By The Post and Courier
Our interstate system has facilitated an unrestricted supply chain of goods, services and people efficiently for the better part of 50 years. These freeways are indispensable infrastructure for every aspect of our economy, and critical for our competitiveness and quality of life. However, the state has no long-term plan for how to comprehensively fund maintenance and improvements.
Some libertarians and "conservative think tanks" - and even my friend Rep. Joe Jefferson - are advocating placing tolls on existing interstate lanes, suggesting it is the political and funding panacea. In reality, as has been shown time and again, this notion of tolls as savior is misplaced and too costly for everyone.
Even if you can get past the compromised principle of paying for the same road twice - both with a fuel tax and a toll tax - there are other reasons why placing tolls on currently non-tolled interstate lanes will create costly inefficiencies in the supply chain.
First, tolls are expensive to administer, collect and enforce, with costs sometimes reaching 33.5 percent of the revenue generated: that's certainly not a "conservative" way to tax. Administration of the gas tax is 1 percent of revenue generated. Transportation is fundamental to the economy, and as such, it should not be taxed inefficiently. Besides, South Carolina does not have the sustained traffic density to make tolling cost-effective.
Second, it's a fact that drivers (especially commercial fleets) avoid tolls by diverting onto secondary roads, leading to longer, less efficient routes with safety issues.
Third, tolling existing lanes of interstate is generally prohibited by federal law (although private-sector profiteers want to change that). If tolls are placed at state borders, or locals are given "free-passes," they become discriminatorily unconstitutional, flying in the face of the Commerce Clause of the U.S. Constitution. And finally, people simply hate tolls - unless they're optional.
Truck fleet operators have a legitimate argument in that they pay every state through which they run an "apportioned" fuel tax and registration fee (some states even collect property taxes) based upon miles operated and fuel burned there. So they already pay a fair share. They have clearly told the Legislature they aren't opposed to adjusting user-fees, but they are against creating costly new collection mechanisms to extract them.
Some states have considered them. A 2009 study on the impacts of proposed tolls on Interstate 80 in Pennsylvania estimated shippers, truckers and consumers would suffer a combined annual deadweight loss in the tens of millions of dollars per year just due to tolls.
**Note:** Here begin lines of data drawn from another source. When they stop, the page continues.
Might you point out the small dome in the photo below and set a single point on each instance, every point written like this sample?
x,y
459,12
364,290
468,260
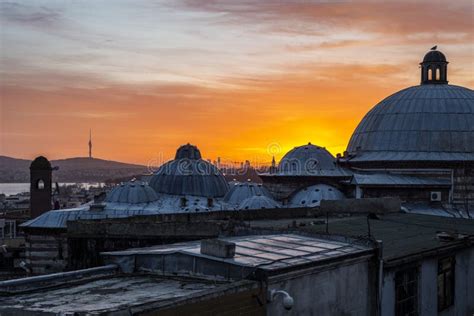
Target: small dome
x,y
132,193
434,56
241,191
40,163
311,196
189,176
188,151
257,203
309,160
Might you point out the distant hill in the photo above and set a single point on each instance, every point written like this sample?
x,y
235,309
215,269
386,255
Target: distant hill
x,y
80,169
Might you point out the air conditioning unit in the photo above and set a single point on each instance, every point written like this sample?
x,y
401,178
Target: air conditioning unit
x,y
435,196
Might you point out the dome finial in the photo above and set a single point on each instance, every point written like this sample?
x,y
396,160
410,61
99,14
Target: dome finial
x,y
434,67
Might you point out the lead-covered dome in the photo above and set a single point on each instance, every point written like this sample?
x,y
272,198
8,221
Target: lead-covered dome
x,y
426,122
131,193
40,163
188,174
309,160
313,195
434,56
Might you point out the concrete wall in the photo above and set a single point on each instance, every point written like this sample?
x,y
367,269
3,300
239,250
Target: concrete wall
x,y
46,253
361,206
463,191
428,287
406,194
342,290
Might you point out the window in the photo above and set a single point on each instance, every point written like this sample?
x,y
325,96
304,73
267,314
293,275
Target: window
x,y
40,185
445,283
406,292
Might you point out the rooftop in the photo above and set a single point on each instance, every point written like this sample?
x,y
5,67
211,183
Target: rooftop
x,y
405,235
264,252
119,293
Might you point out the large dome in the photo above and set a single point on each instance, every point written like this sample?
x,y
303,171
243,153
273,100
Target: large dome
x,y
429,122
188,174
309,160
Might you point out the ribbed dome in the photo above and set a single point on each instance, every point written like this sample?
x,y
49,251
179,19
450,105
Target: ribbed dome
x,y
426,122
434,56
257,203
241,191
186,176
309,160
40,163
131,193
311,196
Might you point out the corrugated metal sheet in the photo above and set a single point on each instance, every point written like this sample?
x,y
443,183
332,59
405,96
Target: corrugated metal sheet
x,y
132,192
383,179
427,122
268,252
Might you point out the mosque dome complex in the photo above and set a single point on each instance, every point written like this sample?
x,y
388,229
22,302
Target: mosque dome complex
x,y
429,122
258,202
241,191
189,174
312,195
309,160
132,193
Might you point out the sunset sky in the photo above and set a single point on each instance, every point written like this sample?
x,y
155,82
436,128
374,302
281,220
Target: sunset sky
x,y
239,79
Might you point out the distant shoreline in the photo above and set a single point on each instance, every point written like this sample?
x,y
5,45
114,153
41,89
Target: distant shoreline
x,y
12,188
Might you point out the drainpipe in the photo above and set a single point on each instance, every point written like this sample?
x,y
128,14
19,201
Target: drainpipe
x,y
380,276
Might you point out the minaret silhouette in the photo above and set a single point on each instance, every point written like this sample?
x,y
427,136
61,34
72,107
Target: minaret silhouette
x,y
90,144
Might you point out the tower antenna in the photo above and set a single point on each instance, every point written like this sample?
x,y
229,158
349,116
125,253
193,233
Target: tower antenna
x,y
90,143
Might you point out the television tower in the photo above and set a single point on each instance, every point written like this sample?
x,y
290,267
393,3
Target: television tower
x,y
90,144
In North Carolina, projected traffic diversion from proposed tolls on Interstate 95 would have cost businesses along the corridor an estimated $1 billion in revenue over several decades due to toll-averse highway users bypassing their businesses along with the tolls.
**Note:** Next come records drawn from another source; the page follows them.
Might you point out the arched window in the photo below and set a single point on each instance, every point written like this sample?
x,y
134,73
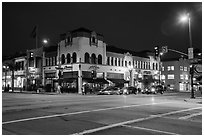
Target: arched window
x,y
63,58
108,60
93,58
68,58
74,57
99,59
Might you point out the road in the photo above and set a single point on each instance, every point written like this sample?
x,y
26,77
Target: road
x,y
68,114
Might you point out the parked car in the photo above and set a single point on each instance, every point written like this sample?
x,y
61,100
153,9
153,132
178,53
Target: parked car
x,y
149,90
128,90
160,89
110,91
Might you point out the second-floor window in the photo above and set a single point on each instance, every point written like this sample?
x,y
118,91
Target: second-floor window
x,y
74,57
63,59
99,59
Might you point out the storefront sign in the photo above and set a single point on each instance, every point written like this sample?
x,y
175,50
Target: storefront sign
x,y
94,67
147,73
19,73
73,74
115,75
99,74
68,67
31,70
50,75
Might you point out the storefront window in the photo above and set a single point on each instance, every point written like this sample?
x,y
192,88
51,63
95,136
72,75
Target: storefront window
x,y
63,59
74,57
99,59
87,58
68,58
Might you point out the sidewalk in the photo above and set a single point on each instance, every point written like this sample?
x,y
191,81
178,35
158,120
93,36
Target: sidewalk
x,y
197,100
32,92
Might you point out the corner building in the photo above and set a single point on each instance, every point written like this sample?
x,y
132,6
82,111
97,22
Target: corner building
x,y
83,58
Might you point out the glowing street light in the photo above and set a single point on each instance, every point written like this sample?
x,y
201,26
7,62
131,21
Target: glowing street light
x,y
45,41
185,18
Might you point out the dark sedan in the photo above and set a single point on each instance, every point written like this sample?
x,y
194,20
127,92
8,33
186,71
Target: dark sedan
x,y
110,91
129,90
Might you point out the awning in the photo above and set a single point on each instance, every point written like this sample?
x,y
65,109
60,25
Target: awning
x,y
118,80
101,80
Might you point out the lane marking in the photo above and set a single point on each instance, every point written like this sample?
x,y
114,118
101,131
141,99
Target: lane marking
x,y
75,113
132,121
149,129
190,116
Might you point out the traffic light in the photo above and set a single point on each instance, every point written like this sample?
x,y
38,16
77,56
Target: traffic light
x,y
156,51
93,74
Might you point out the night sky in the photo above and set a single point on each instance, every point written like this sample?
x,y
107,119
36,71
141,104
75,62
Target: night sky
x,y
134,26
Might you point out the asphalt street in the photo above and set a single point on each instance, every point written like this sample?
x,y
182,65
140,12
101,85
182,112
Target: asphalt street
x,y
72,114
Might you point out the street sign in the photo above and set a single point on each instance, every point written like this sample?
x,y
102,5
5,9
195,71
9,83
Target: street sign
x,y
190,53
164,49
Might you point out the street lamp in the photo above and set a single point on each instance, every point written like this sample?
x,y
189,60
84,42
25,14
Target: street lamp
x,y
185,18
5,68
45,41
130,67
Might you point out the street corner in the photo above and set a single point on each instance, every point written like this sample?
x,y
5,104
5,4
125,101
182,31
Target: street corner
x,y
196,100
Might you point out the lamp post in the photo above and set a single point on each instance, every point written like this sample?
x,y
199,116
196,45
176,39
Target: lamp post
x,y
130,67
185,18
5,68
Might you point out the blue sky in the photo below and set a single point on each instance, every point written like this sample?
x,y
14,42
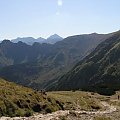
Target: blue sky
x,y
22,18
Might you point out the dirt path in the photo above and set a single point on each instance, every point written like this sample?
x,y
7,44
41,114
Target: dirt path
x,y
55,115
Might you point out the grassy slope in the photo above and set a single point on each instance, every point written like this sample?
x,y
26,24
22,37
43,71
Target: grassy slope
x,y
78,100
20,101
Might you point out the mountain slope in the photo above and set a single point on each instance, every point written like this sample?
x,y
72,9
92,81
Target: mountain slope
x,y
40,64
30,40
53,39
21,101
99,71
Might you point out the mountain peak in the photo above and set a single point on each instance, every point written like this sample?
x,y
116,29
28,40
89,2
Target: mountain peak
x,y
55,36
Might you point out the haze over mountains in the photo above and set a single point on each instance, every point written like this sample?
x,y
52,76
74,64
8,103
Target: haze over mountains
x,y
30,40
99,71
37,65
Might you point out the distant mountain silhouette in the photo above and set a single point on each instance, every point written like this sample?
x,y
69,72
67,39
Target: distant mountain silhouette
x,y
53,39
99,71
30,40
39,64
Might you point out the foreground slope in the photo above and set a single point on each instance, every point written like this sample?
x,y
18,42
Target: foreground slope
x,y
99,71
21,101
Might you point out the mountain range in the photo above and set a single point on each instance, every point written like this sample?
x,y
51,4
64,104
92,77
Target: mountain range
x,y
38,65
30,40
98,72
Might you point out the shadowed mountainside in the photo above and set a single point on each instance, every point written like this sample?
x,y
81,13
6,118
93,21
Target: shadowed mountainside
x,y
99,71
39,64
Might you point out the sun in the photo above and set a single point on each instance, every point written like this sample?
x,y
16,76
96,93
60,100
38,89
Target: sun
x,y
60,2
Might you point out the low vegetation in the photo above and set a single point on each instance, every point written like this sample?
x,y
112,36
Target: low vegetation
x,y
21,101
78,100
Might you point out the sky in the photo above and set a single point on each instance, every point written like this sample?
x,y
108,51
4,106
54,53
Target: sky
x,y
42,18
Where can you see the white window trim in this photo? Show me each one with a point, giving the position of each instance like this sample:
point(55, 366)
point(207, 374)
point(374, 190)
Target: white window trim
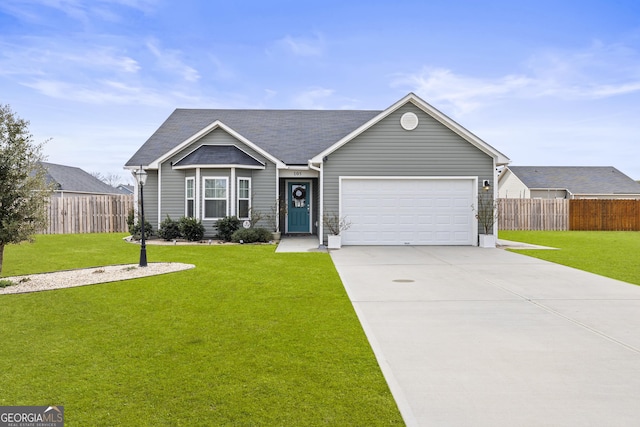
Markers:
point(204, 198)
point(238, 198)
point(186, 195)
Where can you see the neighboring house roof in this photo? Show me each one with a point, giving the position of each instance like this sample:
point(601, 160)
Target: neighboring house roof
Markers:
point(293, 137)
point(577, 179)
point(126, 188)
point(218, 155)
point(73, 179)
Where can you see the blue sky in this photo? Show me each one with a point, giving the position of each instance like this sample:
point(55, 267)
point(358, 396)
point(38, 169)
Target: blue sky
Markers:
point(545, 82)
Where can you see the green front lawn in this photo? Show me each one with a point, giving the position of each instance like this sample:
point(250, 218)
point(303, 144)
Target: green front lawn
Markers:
point(613, 254)
point(248, 337)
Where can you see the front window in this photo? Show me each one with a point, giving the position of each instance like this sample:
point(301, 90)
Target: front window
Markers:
point(244, 198)
point(190, 198)
point(215, 198)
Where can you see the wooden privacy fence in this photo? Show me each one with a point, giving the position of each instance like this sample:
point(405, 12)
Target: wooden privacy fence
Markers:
point(604, 215)
point(88, 214)
point(533, 214)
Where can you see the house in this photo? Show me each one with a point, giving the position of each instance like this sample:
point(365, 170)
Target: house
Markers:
point(406, 175)
point(73, 181)
point(566, 182)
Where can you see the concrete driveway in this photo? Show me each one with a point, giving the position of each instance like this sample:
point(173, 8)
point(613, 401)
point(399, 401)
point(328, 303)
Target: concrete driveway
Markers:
point(483, 337)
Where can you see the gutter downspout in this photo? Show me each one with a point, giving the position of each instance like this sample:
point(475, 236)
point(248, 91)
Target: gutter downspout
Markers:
point(321, 207)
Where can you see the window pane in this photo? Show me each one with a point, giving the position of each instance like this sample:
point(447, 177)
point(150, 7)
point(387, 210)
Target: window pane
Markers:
point(243, 189)
point(209, 188)
point(215, 208)
point(220, 189)
point(243, 209)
Virginia, home to one of the nation's largest ports, toyed with tolling existing lanes on I-95 as part of a transportation funding plan. Instead, the state passed a comprehensive transportation funding reform bill that included a provision effectively prohibiting I-95 tolls. They all realized punitive and inefficient toll charges, combined with diversion, would negatively impact commerce.
Georgia has invested $2 billion on its section without tolls. If South Carolina wants to keep I-95 "the Corridor of Shame," toll it. States that would balkanize, and in some cases even "monetize," these public assets would betray those businesses and citizens who have established presences along the newly-tolled corridor.
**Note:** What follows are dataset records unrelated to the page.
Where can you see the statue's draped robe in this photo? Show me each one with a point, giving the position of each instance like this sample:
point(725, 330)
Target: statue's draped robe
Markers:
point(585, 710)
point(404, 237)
There is no question that the long-term sustainability of this network must be a priority. Growing states like South Carolina will have to accelerate investments, with Congress, the Legislature and the DOT Commission making funding interstates their top priority.
There are sensible, fair and cost-effective solutions that don't unduly stifle growth and efficiency. But tolling existing lanes of interstates is not one of them.
There are reasons why no state has ever tolled existing lanes of interstate. We don't need to go there.
Paul Campbell is executive director of the Charleston International Airport and a state senator representing Berkeley, Charleston and Dorchester counties.